For the next thirty minutes, I took my paints and did a subtle age makeup on my “victim,” then took some loose hair from my kit and proceeded to create the moustache, lower lip fringe and altered eyebrows.  The only problem was that all during this rather painstaking makeup application, honorable detective kept up a non-stop running monologue, absolutely hell-bent on selling humble makeup artist an insurance policy!  (He did not succeed.)

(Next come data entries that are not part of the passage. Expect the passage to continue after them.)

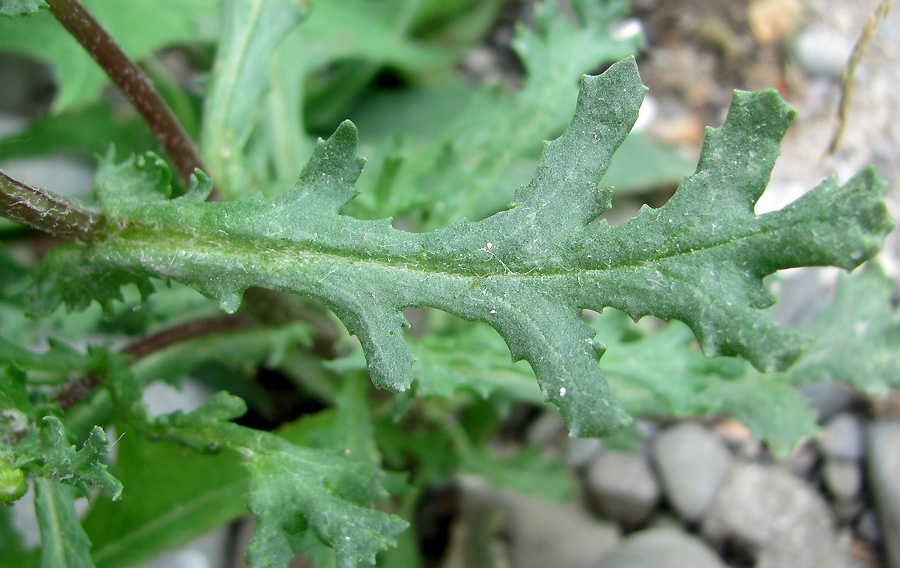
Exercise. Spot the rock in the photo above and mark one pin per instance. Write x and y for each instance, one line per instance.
(822, 52)
(660, 548)
(884, 479)
(846, 510)
(538, 533)
(692, 463)
(867, 527)
(623, 487)
(580, 452)
(548, 430)
(549, 534)
(843, 478)
(803, 461)
(828, 399)
(842, 438)
(775, 516)
(772, 20)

Finally, with everyone made up and appropriately costumed, the crime fighters were posed and photographed.  It was all over in less than an hour, and everyone cleaned up and went home.  But they never even sent me a “tear sheet,” no pre-publication example of how it all would look.  This was a bit upsetting.  Eventually I found out that Newsweek magazine was going to run the double-page ad, and that’s how I got a copy.  But, when I looked at the final version, my jaw dropped.  It had been heavily retouched, and the faces now looked exaggerated, almost cartoon-like.  Batman and Robin looked like spray-painted department store mannequins, Sherlock’s features had a more “drawn-in” quality and Charlie Chan had more obvious lines added to his face.  All in all, it wasn’t pretty.  Not quite what it all looked like in the photographer’s studio.  Oh well, I said to myself, nothing to be done; this is what happens when you’re an artist-for-hire.  And besides, I rationalized, GE was a major corporation and the ad would look good in my portfolio for that reason.

And that’s the story of the ad.

Here is the second ad I did involving Charlie Chan.  It was a series for Macy’s that ran in the NY Times and the NY Daily News – and that Chan happened to be portrayed by the same actor (Jan Leighton) who was Sherlock Holmes in the GE ad.  (No, he didn’t gain weight – his face was retouched quite a bit to make him appear heavier.)

These are not the ads from the NY Times (more on those in a moment). These two 1979 ads ran in the NY Daily News on February 25 and March 1, respectively. They are not the exact same as the versions that ran in the Times.

But meanwhile, I thought you’d want to see the ads from the Daily News.  But here’s the thing: the ads that ran in the Times were better.  There were four Times ads (as opposed to two Daily News ads), the photos themselves were slightly different and there was an amusing serialized “story” to them that was not really explored the same way in the Daily News.  Also, there were other people in the Times ads: Number One Son and a suitably frightened-looking heroine.